CI/CD/STO pipelines are experiencing slowness or some executions are stuck

Incident Report for Harness

Postmortem

Summary

Pipeline executions across CI/CD/STO are not advancing as anticipated, with some even getting stuck across various customers in the prod2 cluster.

Timelines

Time (PST)	Event
08:50 am	System instability alert was received and investigation was initiated.
09:20 am	Identified the culprit configuration that led to increased load on our systems.
10:00 am	Increased resource allocation to help with increased load.
10:15 am	Updated the invalid configuration from the system to make it valid.
11:00 am	Systems back to normal

RCA

The Harness pipeline engine functions within a microservice ecosystem, working alongside various framework components to manage expressions. These expressions often involve variables and configuration files, which can be stored in Git repositories. One of these configuration file contained a self-referential expression. This recursive reference repeatedly called for the resolution of the same configuration file, triggering a loop that led the service to exhaust its resources.

Resolution

We've refactored the configuration to remove the recursive reference and restarted the service. Additionally, we've deployed hotfixes to prevent the reintroduction of such configurations and implemented mechanisms to auto-detect and halt recursion within the service.

Additional Action Items

To expedite the RCA and mitigate incidents promptly, we're implementing additional logging and alerting mechanisms to detect specific instabilities. This will enhance our ability to identify and address issues swiftly.

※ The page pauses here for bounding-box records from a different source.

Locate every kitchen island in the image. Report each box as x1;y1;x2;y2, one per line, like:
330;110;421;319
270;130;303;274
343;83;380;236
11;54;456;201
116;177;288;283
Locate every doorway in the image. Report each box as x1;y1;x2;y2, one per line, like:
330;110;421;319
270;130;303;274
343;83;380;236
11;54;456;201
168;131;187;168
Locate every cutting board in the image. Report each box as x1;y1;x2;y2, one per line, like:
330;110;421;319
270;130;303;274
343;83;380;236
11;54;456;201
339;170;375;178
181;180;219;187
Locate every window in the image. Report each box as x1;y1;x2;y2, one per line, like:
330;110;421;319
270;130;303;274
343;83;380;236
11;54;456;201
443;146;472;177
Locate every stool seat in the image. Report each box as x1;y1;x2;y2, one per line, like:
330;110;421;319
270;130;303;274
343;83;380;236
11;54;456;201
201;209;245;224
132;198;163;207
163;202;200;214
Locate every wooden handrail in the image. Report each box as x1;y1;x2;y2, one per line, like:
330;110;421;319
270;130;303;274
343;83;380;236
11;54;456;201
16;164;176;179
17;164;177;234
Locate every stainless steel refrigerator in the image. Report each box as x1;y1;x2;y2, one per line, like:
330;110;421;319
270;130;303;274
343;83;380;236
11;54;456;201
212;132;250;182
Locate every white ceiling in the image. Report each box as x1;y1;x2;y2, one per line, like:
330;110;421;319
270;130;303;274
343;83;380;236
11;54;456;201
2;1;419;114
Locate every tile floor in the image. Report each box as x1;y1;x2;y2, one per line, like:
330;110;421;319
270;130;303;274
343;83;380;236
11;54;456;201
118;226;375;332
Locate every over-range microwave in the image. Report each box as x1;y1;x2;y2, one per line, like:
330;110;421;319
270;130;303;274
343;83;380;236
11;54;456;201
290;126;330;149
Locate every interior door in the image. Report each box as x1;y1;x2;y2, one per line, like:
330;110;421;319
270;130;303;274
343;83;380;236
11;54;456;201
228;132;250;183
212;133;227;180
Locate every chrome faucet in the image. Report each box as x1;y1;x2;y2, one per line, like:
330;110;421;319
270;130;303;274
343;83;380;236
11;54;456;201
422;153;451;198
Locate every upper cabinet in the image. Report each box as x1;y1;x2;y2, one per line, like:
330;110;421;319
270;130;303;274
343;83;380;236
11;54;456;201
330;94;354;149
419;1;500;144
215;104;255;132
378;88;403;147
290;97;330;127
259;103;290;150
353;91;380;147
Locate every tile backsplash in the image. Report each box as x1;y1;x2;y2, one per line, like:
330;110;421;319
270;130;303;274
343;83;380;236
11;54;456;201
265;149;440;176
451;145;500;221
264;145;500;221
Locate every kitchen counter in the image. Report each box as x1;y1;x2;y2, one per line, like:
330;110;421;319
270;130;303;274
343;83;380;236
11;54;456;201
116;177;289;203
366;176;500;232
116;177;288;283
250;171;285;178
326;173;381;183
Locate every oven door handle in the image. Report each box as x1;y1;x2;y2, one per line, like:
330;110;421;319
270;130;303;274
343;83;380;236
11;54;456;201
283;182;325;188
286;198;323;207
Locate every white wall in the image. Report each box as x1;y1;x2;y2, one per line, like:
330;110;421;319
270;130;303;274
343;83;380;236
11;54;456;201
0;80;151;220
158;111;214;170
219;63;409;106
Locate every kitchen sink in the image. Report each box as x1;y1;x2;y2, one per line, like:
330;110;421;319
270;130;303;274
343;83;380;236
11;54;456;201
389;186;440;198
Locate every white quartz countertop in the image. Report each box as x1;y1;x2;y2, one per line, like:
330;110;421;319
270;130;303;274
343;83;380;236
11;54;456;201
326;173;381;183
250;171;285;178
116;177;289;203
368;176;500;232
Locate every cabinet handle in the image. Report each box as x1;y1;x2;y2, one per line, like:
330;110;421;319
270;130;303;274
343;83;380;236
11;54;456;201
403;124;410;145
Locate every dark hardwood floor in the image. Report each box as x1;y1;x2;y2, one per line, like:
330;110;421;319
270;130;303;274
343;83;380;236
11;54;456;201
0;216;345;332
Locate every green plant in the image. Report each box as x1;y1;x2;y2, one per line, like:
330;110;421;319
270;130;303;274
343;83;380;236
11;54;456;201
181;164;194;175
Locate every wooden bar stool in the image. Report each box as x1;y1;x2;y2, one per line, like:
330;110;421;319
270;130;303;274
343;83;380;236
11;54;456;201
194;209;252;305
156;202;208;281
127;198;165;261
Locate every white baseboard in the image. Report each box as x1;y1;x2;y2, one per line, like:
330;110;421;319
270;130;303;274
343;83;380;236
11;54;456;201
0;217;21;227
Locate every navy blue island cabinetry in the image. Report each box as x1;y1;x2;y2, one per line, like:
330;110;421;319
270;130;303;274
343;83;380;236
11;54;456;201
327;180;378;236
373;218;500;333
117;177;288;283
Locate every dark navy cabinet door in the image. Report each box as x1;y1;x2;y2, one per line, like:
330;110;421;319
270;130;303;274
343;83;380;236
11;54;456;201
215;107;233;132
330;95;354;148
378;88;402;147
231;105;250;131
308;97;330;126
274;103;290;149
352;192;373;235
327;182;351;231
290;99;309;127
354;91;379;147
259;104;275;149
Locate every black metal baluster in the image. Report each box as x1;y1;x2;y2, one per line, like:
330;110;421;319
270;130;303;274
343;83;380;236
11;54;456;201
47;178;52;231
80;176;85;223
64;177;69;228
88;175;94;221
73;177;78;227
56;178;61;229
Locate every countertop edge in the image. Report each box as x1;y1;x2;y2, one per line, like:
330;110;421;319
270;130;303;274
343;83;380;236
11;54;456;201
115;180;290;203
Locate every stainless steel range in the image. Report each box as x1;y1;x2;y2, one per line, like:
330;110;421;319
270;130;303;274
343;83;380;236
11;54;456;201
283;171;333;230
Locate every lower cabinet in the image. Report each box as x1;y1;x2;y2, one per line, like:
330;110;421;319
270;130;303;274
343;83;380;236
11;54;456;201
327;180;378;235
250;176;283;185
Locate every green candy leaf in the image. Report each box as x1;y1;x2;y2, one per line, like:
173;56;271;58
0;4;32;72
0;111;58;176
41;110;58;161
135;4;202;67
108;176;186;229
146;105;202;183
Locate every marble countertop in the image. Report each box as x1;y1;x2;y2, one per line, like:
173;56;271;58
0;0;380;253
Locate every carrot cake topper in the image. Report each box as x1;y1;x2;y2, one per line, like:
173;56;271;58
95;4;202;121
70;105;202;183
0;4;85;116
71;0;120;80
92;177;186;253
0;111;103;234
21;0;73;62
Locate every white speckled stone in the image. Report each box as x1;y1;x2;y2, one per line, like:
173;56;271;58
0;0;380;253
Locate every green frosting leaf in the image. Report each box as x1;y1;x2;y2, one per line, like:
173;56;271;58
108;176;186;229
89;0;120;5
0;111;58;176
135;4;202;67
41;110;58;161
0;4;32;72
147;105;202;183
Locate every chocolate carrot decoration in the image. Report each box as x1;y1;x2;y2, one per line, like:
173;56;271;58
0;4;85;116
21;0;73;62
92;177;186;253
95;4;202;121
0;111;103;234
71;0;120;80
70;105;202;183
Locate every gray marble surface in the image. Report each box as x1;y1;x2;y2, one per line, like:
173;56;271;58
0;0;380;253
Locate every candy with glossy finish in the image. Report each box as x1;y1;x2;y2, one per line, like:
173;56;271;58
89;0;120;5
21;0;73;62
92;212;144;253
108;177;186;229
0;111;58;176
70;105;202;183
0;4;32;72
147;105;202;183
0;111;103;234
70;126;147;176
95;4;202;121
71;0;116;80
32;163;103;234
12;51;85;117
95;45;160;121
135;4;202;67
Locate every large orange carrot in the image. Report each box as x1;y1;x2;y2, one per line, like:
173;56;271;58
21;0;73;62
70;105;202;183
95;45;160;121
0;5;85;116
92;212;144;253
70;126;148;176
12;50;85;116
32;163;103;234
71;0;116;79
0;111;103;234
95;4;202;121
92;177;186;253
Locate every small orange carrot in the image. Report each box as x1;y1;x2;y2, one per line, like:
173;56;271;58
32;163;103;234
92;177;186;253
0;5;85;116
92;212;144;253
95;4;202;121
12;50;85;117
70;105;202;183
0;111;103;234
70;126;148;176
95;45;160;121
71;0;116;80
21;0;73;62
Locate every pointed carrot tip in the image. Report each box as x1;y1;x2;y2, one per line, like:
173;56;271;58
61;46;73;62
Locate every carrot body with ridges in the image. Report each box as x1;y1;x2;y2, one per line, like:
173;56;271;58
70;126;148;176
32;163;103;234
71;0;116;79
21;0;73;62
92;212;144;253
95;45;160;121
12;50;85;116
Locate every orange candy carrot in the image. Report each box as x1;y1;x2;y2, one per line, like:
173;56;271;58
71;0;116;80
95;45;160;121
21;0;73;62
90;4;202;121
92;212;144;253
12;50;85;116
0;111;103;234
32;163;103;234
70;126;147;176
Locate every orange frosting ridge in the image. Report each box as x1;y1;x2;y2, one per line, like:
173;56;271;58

Posted Mar 27, 2024 - 18:10 PDT

Resolved

This incident has been resolved. All pipelines should be running with normal latency.

Posted Mar 26, 2024 - 11:07 PDT

Monitoring

Pipelines are running with healthy metrics and we are currently monitoring the systems

Posted Mar 26, 2024 - 10:31 PDT

Update

We have identified a possible cause, and are continuing to investigate the source of the issue.

Posted Mar 26, 2024 - 10:15 PDT

Investigating

Our engineering teams have discovered the pipelines are not running smoothly and are working towards identifying the issue at the earliest possible.

Posted Mar 26, 2024 - 09:00 PDT

This incident affected: Prod 2 (Continuous Delivery - Next Generation (CDNG)).